When you set a safety stock level in the MRP2 screen of the material master it is subtracted from available inventory in the MD04 stock / requirements list. Therefore the MRP run ignores that part of the inventory. Imagine the following situation: There is a forecast of 50 pieces for next month and you have maintained a safety stock of 30 pieces. The system will plan to have an inventory of 80 pieces in stock at the beginning of next month. As we are approaching the next month and actual customer orders drop in, the forecast is replaced by actual orders. Should the actual order exceed the forecast – lets say that customers demand 60 pieces instead of 50 – the MRP run will generate a new replenishment proposal for an extra 10 (instead of using the safety stock) and you end up with 90 pieces in inventory, even though you only need 60.
This type of behavior creates dead stock and misses the purpose of using a safety stock as a buffering strategy. The situation worsens if you have a rounding value or a fixed lot size.
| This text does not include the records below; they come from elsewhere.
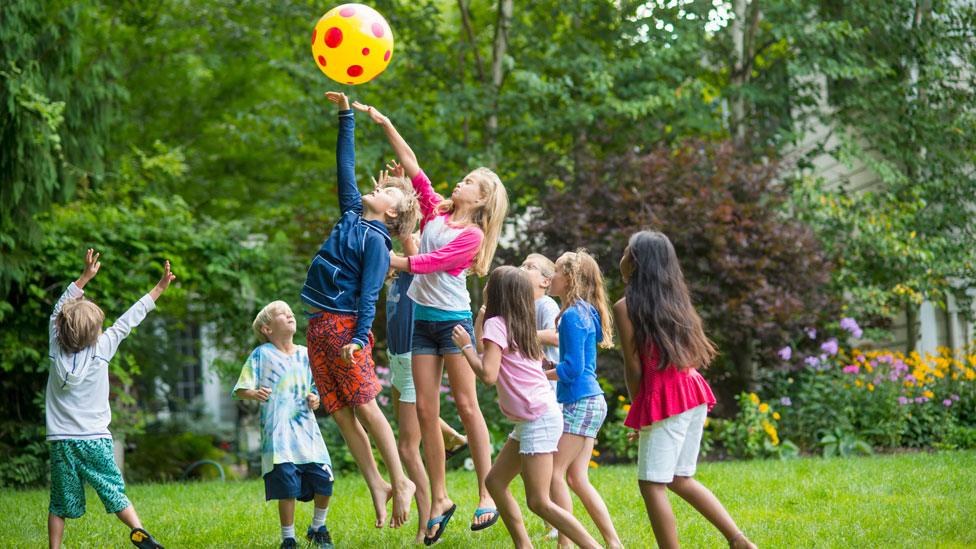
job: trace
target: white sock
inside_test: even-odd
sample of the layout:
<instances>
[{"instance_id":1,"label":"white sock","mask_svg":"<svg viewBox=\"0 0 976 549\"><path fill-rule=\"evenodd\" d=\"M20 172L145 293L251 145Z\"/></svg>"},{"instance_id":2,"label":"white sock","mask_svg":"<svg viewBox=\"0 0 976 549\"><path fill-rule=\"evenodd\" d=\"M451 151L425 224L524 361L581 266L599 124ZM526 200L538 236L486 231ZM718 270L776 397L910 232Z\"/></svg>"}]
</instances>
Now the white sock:
<instances>
[{"instance_id":1,"label":"white sock","mask_svg":"<svg viewBox=\"0 0 976 549\"><path fill-rule=\"evenodd\" d=\"M316 507L315 508L315 515L312 516L312 529L313 530L318 530L319 528L321 528L322 525L325 524L325 517L328 514L329 514L329 508L328 507L324 507L322 509L319 509L318 507Z\"/></svg>"}]
</instances>

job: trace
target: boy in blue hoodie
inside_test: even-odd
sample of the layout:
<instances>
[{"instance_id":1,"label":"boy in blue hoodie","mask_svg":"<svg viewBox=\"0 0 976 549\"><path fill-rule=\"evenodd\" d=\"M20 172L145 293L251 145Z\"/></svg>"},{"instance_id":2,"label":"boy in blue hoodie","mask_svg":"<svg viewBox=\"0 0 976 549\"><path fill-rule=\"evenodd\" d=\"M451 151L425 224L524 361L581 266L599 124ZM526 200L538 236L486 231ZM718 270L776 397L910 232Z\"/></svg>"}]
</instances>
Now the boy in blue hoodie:
<instances>
[{"instance_id":1,"label":"boy in blue hoodie","mask_svg":"<svg viewBox=\"0 0 976 549\"><path fill-rule=\"evenodd\" d=\"M376 404L381 385L370 327L390 267L390 233L409 234L420 207L404 178L381 175L373 192L360 194L353 111L345 94L325 95L340 109L336 164L342 217L312 258L302 288L309 316L309 361L322 406L335 418L369 486L375 526L384 526L386 502L393 499L389 525L399 528L407 521L415 486L403 473L393 429ZM390 471L390 484L380 476L369 437Z\"/></svg>"}]
</instances>

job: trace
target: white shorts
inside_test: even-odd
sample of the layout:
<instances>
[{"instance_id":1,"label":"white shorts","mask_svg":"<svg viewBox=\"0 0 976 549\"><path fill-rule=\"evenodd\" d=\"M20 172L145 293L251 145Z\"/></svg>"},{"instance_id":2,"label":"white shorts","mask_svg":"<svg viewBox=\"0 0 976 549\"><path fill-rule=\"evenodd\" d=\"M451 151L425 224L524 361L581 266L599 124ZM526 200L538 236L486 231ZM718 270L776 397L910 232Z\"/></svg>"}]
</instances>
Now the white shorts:
<instances>
[{"instance_id":1,"label":"white shorts","mask_svg":"<svg viewBox=\"0 0 976 549\"><path fill-rule=\"evenodd\" d=\"M637 479L669 483L675 476L694 475L707 414L708 405L702 404L641 429Z\"/></svg>"},{"instance_id":2,"label":"white shorts","mask_svg":"<svg viewBox=\"0 0 976 549\"><path fill-rule=\"evenodd\" d=\"M559 405L550 405L546 413L532 421L516 421L508 438L519 443L520 454L550 454L559 446L563 435L563 413Z\"/></svg>"}]
</instances>

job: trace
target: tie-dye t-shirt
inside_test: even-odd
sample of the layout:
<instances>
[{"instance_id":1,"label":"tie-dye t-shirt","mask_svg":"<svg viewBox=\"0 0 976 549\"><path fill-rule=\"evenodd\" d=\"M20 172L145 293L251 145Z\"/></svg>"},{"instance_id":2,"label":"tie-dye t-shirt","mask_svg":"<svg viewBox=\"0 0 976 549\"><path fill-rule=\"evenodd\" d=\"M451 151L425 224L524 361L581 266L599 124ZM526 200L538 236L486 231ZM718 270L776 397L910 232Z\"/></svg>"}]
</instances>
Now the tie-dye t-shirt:
<instances>
[{"instance_id":1,"label":"tie-dye t-shirt","mask_svg":"<svg viewBox=\"0 0 976 549\"><path fill-rule=\"evenodd\" d=\"M291 355L271 343L254 349L233 393L236 398L239 389L260 387L271 389L267 402L260 403L261 474L274 469L275 463L321 463L331 470L329 450L306 399L318 391L305 347L298 345Z\"/></svg>"}]
</instances>

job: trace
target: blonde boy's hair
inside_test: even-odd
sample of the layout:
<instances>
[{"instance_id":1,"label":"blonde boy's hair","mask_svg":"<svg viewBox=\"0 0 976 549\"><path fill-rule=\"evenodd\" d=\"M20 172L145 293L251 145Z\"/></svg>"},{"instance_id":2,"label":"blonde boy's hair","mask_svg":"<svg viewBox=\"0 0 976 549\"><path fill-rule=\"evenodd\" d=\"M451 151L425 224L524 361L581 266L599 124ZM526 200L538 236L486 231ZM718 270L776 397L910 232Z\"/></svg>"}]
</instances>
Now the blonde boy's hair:
<instances>
[{"instance_id":1,"label":"blonde boy's hair","mask_svg":"<svg viewBox=\"0 0 976 549\"><path fill-rule=\"evenodd\" d=\"M272 318L277 316L279 313L284 312L290 313L291 307L289 307L284 301L278 300L272 301L271 303L265 305L264 308L261 309L261 312L258 313L258 316L254 317L254 322L251 323L251 328L254 330L254 334L258 336L258 340L261 341L261 343L271 341L268 339L268 336L264 335L261 328L271 324Z\"/></svg>"},{"instance_id":2,"label":"blonde boy's hair","mask_svg":"<svg viewBox=\"0 0 976 549\"><path fill-rule=\"evenodd\" d=\"M556 264L542 254L529 254L525 256L525 261L534 261L539 266L539 274L546 278L552 278L556 275ZM525 261L522 263L525 263Z\"/></svg>"},{"instance_id":3,"label":"blonde boy's hair","mask_svg":"<svg viewBox=\"0 0 976 549\"><path fill-rule=\"evenodd\" d=\"M387 177L380 181L382 187L392 187L399 189L403 193L403 198L397 202L397 216L386 220L386 228L390 235L397 237L413 232L417 222L420 221L420 202L417 201L417 192L413 190L413 184L406 177Z\"/></svg>"},{"instance_id":4,"label":"blonde boy's hair","mask_svg":"<svg viewBox=\"0 0 976 549\"><path fill-rule=\"evenodd\" d=\"M502 223L505 222L505 214L508 213L508 192L505 185L498 177L498 174L488 168L475 168L470 174L478 179L478 186L481 194L485 198L484 205L476 208L473 212L472 221L484 234L481 241L481 248L478 255L474 256L474 263L471 271L478 276L488 274L488 267L491 267L491 260L495 257L495 250L498 248L498 235L502 230ZM444 200L437 205L439 213L453 212L454 201Z\"/></svg>"},{"instance_id":5,"label":"blonde boy's hair","mask_svg":"<svg viewBox=\"0 0 976 549\"><path fill-rule=\"evenodd\" d=\"M58 345L69 353L91 347L102 334L104 322L105 313L94 302L83 297L70 299L54 321Z\"/></svg>"}]
</instances>

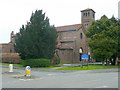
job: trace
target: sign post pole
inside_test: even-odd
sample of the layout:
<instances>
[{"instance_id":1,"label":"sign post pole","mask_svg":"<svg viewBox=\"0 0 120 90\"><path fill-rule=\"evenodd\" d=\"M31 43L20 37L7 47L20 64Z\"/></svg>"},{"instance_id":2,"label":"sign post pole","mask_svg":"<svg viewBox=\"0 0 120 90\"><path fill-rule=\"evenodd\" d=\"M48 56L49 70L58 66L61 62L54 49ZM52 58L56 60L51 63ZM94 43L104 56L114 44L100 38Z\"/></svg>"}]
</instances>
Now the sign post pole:
<instances>
[{"instance_id":1,"label":"sign post pole","mask_svg":"<svg viewBox=\"0 0 120 90\"><path fill-rule=\"evenodd\" d=\"M9 64L8 71L13 72L13 64Z\"/></svg>"},{"instance_id":2,"label":"sign post pole","mask_svg":"<svg viewBox=\"0 0 120 90\"><path fill-rule=\"evenodd\" d=\"M31 76L31 68L30 66L26 66L26 70L25 70L25 76Z\"/></svg>"}]
</instances>

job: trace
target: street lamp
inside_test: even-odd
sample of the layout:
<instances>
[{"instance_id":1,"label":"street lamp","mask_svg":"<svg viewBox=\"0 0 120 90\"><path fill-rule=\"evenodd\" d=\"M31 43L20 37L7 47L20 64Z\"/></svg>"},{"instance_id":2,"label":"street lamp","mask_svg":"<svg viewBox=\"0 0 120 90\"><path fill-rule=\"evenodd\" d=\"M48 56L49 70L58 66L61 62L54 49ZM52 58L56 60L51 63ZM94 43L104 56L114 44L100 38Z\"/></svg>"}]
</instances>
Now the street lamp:
<instances>
[{"instance_id":1,"label":"street lamp","mask_svg":"<svg viewBox=\"0 0 120 90\"><path fill-rule=\"evenodd\" d=\"M82 48L80 48L80 49L79 49L80 61L81 61L81 55L82 55L82 53L83 53L83 50L82 50Z\"/></svg>"}]
</instances>

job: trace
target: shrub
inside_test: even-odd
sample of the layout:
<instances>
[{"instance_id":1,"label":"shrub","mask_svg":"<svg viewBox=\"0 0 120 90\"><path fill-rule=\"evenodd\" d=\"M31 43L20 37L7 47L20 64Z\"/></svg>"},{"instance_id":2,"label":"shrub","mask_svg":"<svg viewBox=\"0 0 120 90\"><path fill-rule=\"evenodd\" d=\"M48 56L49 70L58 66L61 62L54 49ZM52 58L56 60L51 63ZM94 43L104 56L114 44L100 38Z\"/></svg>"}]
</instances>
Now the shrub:
<instances>
[{"instance_id":1,"label":"shrub","mask_svg":"<svg viewBox=\"0 0 120 90\"><path fill-rule=\"evenodd\" d=\"M48 67L51 65L50 59L28 59L21 62L23 66Z\"/></svg>"}]
</instances>

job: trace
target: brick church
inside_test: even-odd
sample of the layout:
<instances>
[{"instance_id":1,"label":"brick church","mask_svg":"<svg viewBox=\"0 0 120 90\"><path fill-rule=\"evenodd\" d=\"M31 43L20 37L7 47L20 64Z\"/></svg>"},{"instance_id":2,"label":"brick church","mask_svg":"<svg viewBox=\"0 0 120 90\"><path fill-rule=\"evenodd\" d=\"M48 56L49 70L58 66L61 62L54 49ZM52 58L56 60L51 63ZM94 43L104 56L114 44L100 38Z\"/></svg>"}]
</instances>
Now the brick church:
<instances>
[{"instance_id":1,"label":"brick church","mask_svg":"<svg viewBox=\"0 0 120 90\"><path fill-rule=\"evenodd\" d=\"M80 55L90 55L90 49L87 45L89 38L85 36L87 27L95 20L95 11L85 9L81 11L81 24L56 27L58 34L58 45L56 53L60 57L61 63L80 63ZM2 53L15 53L14 41L15 34L12 31L11 41L2 44Z\"/></svg>"}]
</instances>

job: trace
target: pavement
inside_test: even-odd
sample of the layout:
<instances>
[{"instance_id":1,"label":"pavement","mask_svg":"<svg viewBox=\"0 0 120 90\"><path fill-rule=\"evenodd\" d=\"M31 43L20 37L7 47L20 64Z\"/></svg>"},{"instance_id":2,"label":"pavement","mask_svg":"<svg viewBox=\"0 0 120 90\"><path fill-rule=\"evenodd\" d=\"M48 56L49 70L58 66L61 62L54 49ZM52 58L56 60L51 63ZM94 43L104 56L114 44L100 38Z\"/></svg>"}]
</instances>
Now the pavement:
<instances>
[{"instance_id":1,"label":"pavement","mask_svg":"<svg viewBox=\"0 0 120 90\"><path fill-rule=\"evenodd\" d=\"M2 67L3 88L118 88L118 69L54 70L31 69L32 78L24 78L25 69L14 67L9 73Z\"/></svg>"}]
</instances>

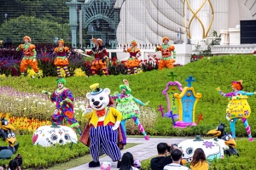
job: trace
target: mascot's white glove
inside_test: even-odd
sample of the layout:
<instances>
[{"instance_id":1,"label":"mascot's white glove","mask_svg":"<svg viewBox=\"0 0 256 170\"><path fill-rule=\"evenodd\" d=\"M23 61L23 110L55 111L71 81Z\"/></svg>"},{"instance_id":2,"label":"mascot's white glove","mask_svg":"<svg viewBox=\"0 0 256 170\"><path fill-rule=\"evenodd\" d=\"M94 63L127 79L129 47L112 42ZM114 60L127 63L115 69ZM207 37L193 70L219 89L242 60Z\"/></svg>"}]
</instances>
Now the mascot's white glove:
<instances>
[{"instance_id":1,"label":"mascot's white glove","mask_svg":"<svg viewBox=\"0 0 256 170\"><path fill-rule=\"evenodd\" d=\"M116 129L118 129L119 127L119 125L120 125L120 122L121 122L117 121L117 122L115 122L114 126L112 127L112 130L116 130Z\"/></svg>"},{"instance_id":2,"label":"mascot's white glove","mask_svg":"<svg viewBox=\"0 0 256 170\"><path fill-rule=\"evenodd\" d=\"M86 114L90 113L90 112L92 112L92 109L91 108L86 108L84 114L86 115Z\"/></svg>"},{"instance_id":3,"label":"mascot's white glove","mask_svg":"<svg viewBox=\"0 0 256 170\"><path fill-rule=\"evenodd\" d=\"M228 116L226 116L226 119L230 122L230 117L228 117Z\"/></svg>"}]
</instances>

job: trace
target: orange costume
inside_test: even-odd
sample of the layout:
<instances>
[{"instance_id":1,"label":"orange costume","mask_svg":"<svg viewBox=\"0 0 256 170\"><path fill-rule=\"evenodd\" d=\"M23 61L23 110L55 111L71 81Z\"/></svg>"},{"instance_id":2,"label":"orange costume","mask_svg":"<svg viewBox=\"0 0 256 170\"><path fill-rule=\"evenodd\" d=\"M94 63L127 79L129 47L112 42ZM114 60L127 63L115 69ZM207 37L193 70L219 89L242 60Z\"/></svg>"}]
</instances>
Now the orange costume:
<instances>
[{"instance_id":1,"label":"orange costume","mask_svg":"<svg viewBox=\"0 0 256 170\"><path fill-rule=\"evenodd\" d=\"M100 38L93 38L92 42L95 42L96 47L92 48L91 51L86 51L86 54L90 55L93 54L95 56L95 60L91 62L91 74L93 76L96 74L96 71L102 70L104 71L105 75L108 76L108 71L106 61L106 59L108 59L108 52L103 46L103 41Z\"/></svg>"},{"instance_id":2,"label":"orange costume","mask_svg":"<svg viewBox=\"0 0 256 170\"><path fill-rule=\"evenodd\" d=\"M38 68L38 60L36 46L34 44L29 43L31 42L31 38L28 36L23 37L24 44L20 44L16 48L16 51L22 50L24 53L24 57L20 63L20 73L24 75L25 71L26 70L28 65L33 69L33 71L39 75L39 70Z\"/></svg>"},{"instance_id":3,"label":"orange costume","mask_svg":"<svg viewBox=\"0 0 256 170\"><path fill-rule=\"evenodd\" d=\"M133 69L133 72L135 74L137 73L137 67L140 65L139 60L137 60L137 55L140 55L140 48L137 47L136 41L132 41L131 42L131 48L129 48L127 51L125 50L125 46L124 47L125 53L130 53L130 57L126 61L126 67L128 74L131 74L131 69Z\"/></svg>"},{"instance_id":4,"label":"orange costume","mask_svg":"<svg viewBox=\"0 0 256 170\"><path fill-rule=\"evenodd\" d=\"M163 37L162 42L164 44L157 46L155 49L155 51L161 51L162 54L162 58L159 62L159 69L162 70L165 67L168 69L173 68L173 64L176 59L175 48L174 46L167 43L169 42L169 38L166 37ZM172 51L173 52L173 59L172 58Z\"/></svg>"},{"instance_id":5,"label":"orange costume","mask_svg":"<svg viewBox=\"0 0 256 170\"><path fill-rule=\"evenodd\" d=\"M55 65L57 67L58 77L61 77L61 68L62 67L67 74L67 76L70 76L70 73L67 69L68 65L68 58L71 54L68 47L64 47L65 42L63 39L58 41L59 46L55 48L54 54L57 54L57 57L55 60ZM66 53L67 53L67 57L66 57Z\"/></svg>"}]
</instances>

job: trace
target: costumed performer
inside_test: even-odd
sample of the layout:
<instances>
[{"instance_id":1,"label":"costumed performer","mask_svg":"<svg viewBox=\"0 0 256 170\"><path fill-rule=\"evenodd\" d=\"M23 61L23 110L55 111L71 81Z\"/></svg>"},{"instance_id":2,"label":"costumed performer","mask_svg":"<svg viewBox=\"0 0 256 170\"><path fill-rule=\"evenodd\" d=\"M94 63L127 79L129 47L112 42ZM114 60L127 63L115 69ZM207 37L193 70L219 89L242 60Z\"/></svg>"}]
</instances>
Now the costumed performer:
<instances>
[{"instance_id":1,"label":"costumed performer","mask_svg":"<svg viewBox=\"0 0 256 170\"><path fill-rule=\"evenodd\" d=\"M108 75L107 69L108 52L103 46L103 41L100 38L93 38L92 42L95 43L95 47L90 51L85 51L88 55L94 54L95 60L91 62L90 71L92 76L98 72L100 70L104 71L105 75Z\"/></svg>"},{"instance_id":2,"label":"costumed performer","mask_svg":"<svg viewBox=\"0 0 256 170\"><path fill-rule=\"evenodd\" d=\"M68 71L68 58L70 57L71 51L69 48L64 46L65 42L63 39L58 41L59 46L55 48L53 54L57 54L57 57L55 60L55 65L57 67L57 75L58 77L61 78L61 68L63 68L67 76L70 76L70 73ZM67 53L67 57L66 54Z\"/></svg>"},{"instance_id":3,"label":"costumed performer","mask_svg":"<svg viewBox=\"0 0 256 170\"><path fill-rule=\"evenodd\" d=\"M230 92L229 94L224 94L220 90L220 88L218 87L217 89L217 91L224 97L227 97L230 98L230 103L229 105L227 107L227 115L226 115L226 118L230 121L230 129L231 129L231 133L232 133L232 137L234 139L236 139L236 122L237 121L237 118L241 118L241 121L243 122L243 125L247 130L248 138L249 138L249 141L253 141L253 138L252 138L252 133L251 133L251 128L249 126L249 123L247 122L247 117L250 115L250 106L247 104L247 95L255 95L256 92L253 92L253 93L248 93L248 92L245 92L242 91L242 81L235 81L232 82L232 89L234 90L234 92ZM239 103L235 103L235 99L239 99L238 102ZM236 107L236 108L232 108L232 106L234 107L234 105ZM237 111L237 107L241 106L241 110ZM247 110L246 110L247 109ZM231 113L230 113L231 112ZM236 114L237 112L240 112L239 114Z\"/></svg>"},{"instance_id":4,"label":"costumed performer","mask_svg":"<svg viewBox=\"0 0 256 170\"><path fill-rule=\"evenodd\" d=\"M163 68L173 68L176 59L175 48L168 43L169 38L166 37L163 37L162 42L163 44L161 46L157 46L155 49L155 51L161 51L162 54L158 68L160 70L162 70ZM172 58L172 51L173 52L173 59Z\"/></svg>"},{"instance_id":5,"label":"costumed performer","mask_svg":"<svg viewBox=\"0 0 256 170\"><path fill-rule=\"evenodd\" d=\"M79 139L90 146L93 161L89 163L89 167L100 167L99 156L105 153L113 162L118 161L119 168L121 152L117 144L118 139L119 141L122 140L119 128L122 114L110 106L113 101L109 96L109 88L100 88L99 83L92 84L90 88L92 92L86 94L90 108L85 111L85 117L90 120Z\"/></svg>"},{"instance_id":6,"label":"costumed performer","mask_svg":"<svg viewBox=\"0 0 256 170\"><path fill-rule=\"evenodd\" d=\"M22 50L24 57L20 63L20 74L24 75L25 71L30 65L39 76L39 70L38 68L36 46L31 43L31 38L28 36L23 37L24 44L20 44L16 51Z\"/></svg>"},{"instance_id":7,"label":"costumed performer","mask_svg":"<svg viewBox=\"0 0 256 170\"><path fill-rule=\"evenodd\" d=\"M125 45L124 45L124 52L125 53L130 53L130 57L125 62L126 67L127 67L127 73L130 75L131 74L131 70L134 72L134 74L137 74L137 67L140 65L139 60L137 58L140 56L140 48L137 47L137 42L133 40L131 42L131 48L129 48L127 50L125 49Z\"/></svg>"},{"instance_id":8,"label":"costumed performer","mask_svg":"<svg viewBox=\"0 0 256 170\"><path fill-rule=\"evenodd\" d=\"M66 80L64 78L59 78L56 81L58 88L49 93L43 90L43 94L49 95L49 99L56 104L56 109L52 116L52 122L56 122L57 125L61 124L65 118L71 125L70 127L75 128L79 135L81 135L81 130L79 124L74 117L73 114L73 95L72 92L65 88Z\"/></svg>"},{"instance_id":9,"label":"costumed performer","mask_svg":"<svg viewBox=\"0 0 256 170\"><path fill-rule=\"evenodd\" d=\"M125 132L125 138L123 139L123 142L126 143L126 128L125 122L128 119L131 119L134 121L136 125L138 127L139 130L143 133L146 140L149 140L149 138L146 134L143 126L140 123L139 116L140 110L138 105L148 105L149 101L147 103L143 103L141 100L133 97L131 94L131 89L129 87L129 82L126 79L123 80L125 84L119 85L120 94L112 95L111 98L113 99L117 102L117 110L122 113L122 122L121 126L122 129Z\"/></svg>"}]
</instances>

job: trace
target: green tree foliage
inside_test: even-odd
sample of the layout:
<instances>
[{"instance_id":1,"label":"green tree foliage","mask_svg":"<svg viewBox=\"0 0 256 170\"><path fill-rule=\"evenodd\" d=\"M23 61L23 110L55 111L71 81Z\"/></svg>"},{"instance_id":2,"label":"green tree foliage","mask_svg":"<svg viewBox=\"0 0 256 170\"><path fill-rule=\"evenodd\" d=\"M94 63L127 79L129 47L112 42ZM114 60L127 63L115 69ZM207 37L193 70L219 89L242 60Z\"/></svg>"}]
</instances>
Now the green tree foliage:
<instances>
[{"instance_id":1,"label":"green tree foliage","mask_svg":"<svg viewBox=\"0 0 256 170\"><path fill-rule=\"evenodd\" d=\"M68 23L68 0L15 0L25 8L25 14L47 19L61 24Z\"/></svg>"},{"instance_id":2,"label":"green tree foliage","mask_svg":"<svg viewBox=\"0 0 256 170\"><path fill-rule=\"evenodd\" d=\"M33 42L53 42L55 37L67 40L68 32L71 32L68 24L59 24L46 19L40 20L34 16L24 15L9 20L1 26L0 30L0 39L9 37L13 42L22 42L26 35L29 36Z\"/></svg>"}]
</instances>

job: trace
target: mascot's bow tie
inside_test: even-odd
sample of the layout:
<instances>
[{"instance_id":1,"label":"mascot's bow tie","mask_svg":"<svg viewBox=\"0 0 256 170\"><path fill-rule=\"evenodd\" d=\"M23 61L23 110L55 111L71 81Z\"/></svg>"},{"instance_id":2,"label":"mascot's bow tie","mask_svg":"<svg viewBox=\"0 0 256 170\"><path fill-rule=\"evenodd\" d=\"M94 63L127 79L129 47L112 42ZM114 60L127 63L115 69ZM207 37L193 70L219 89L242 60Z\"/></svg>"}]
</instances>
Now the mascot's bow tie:
<instances>
[{"instance_id":1,"label":"mascot's bow tie","mask_svg":"<svg viewBox=\"0 0 256 170\"><path fill-rule=\"evenodd\" d=\"M102 110L96 110L96 114L98 116L98 117L102 117L105 115L106 113L106 110L102 109Z\"/></svg>"}]
</instances>

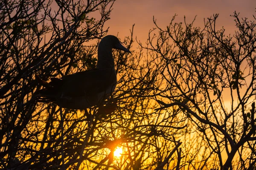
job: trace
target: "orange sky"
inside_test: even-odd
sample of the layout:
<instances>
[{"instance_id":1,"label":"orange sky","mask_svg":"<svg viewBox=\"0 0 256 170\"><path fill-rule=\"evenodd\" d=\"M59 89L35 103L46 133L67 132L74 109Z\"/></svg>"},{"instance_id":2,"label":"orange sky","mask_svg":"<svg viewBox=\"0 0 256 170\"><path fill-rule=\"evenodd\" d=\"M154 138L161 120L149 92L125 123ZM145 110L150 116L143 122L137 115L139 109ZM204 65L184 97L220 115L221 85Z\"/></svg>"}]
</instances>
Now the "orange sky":
<instances>
[{"instance_id":1,"label":"orange sky","mask_svg":"<svg viewBox=\"0 0 256 170\"><path fill-rule=\"evenodd\" d=\"M165 28L175 14L178 15L177 22L183 22L185 15L190 23L197 15L194 26L202 26L204 18L218 13L217 26L224 26L227 33L233 34L235 22L230 15L236 10L241 17L252 20L252 15L256 16L256 0L116 0L105 28L110 27L108 34L119 33L122 40L130 35L129 30L134 23L134 35L144 42L148 31L154 27L153 16L158 25Z\"/></svg>"}]
</instances>

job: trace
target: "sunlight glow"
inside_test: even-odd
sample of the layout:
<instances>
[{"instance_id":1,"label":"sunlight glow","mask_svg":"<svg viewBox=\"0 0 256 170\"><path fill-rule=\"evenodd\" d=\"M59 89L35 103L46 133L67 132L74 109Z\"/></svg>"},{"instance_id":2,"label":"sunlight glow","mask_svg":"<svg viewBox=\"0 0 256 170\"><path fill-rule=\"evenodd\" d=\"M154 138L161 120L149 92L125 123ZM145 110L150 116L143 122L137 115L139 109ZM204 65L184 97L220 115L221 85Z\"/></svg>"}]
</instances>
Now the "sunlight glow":
<instances>
[{"instance_id":1,"label":"sunlight glow","mask_svg":"<svg viewBox=\"0 0 256 170\"><path fill-rule=\"evenodd\" d=\"M117 147L114 152L114 156L116 157L121 156L122 153L122 150L121 147Z\"/></svg>"}]
</instances>

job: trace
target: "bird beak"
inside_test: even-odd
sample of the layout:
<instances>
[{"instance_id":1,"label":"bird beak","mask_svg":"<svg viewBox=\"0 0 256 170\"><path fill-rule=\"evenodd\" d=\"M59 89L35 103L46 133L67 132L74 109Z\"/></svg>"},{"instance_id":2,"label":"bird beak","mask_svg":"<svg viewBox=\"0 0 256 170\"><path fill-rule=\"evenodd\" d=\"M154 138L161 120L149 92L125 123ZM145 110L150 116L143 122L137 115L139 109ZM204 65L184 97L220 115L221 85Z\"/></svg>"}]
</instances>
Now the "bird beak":
<instances>
[{"instance_id":1,"label":"bird beak","mask_svg":"<svg viewBox=\"0 0 256 170\"><path fill-rule=\"evenodd\" d=\"M130 50L124 47L120 42L119 42L118 43L115 45L114 48L122 50L124 51L131 54Z\"/></svg>"}]
</instances>

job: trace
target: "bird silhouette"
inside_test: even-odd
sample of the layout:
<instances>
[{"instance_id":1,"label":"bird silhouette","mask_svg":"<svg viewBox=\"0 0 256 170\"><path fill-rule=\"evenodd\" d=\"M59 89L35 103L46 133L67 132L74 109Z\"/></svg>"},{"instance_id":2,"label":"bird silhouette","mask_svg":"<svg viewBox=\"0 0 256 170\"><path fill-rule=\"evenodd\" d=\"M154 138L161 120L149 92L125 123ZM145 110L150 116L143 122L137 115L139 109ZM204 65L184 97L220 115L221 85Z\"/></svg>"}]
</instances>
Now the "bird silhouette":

So what can you do? Use a range of coverage profile that drives a dynamic safety stock if the situation allows for it. In a range of coverage profile you have a target safety coverage and a minimum safety coverage (in days of coverage). The MRP run can ‘see’ the safety levels and ONLY generates a replenishment order when the minimum safety coverage is broken. Therefore you have to make sure that the minimum safety coverage is set to 1 day and the target is higher. In that case the MRP planning run uses all the days in the target coverage as a buffer to counter demand variability.
By the way… the range of coverage also has a maximum safety coverage to keep the inventory from blowing up, should the forecast be too high.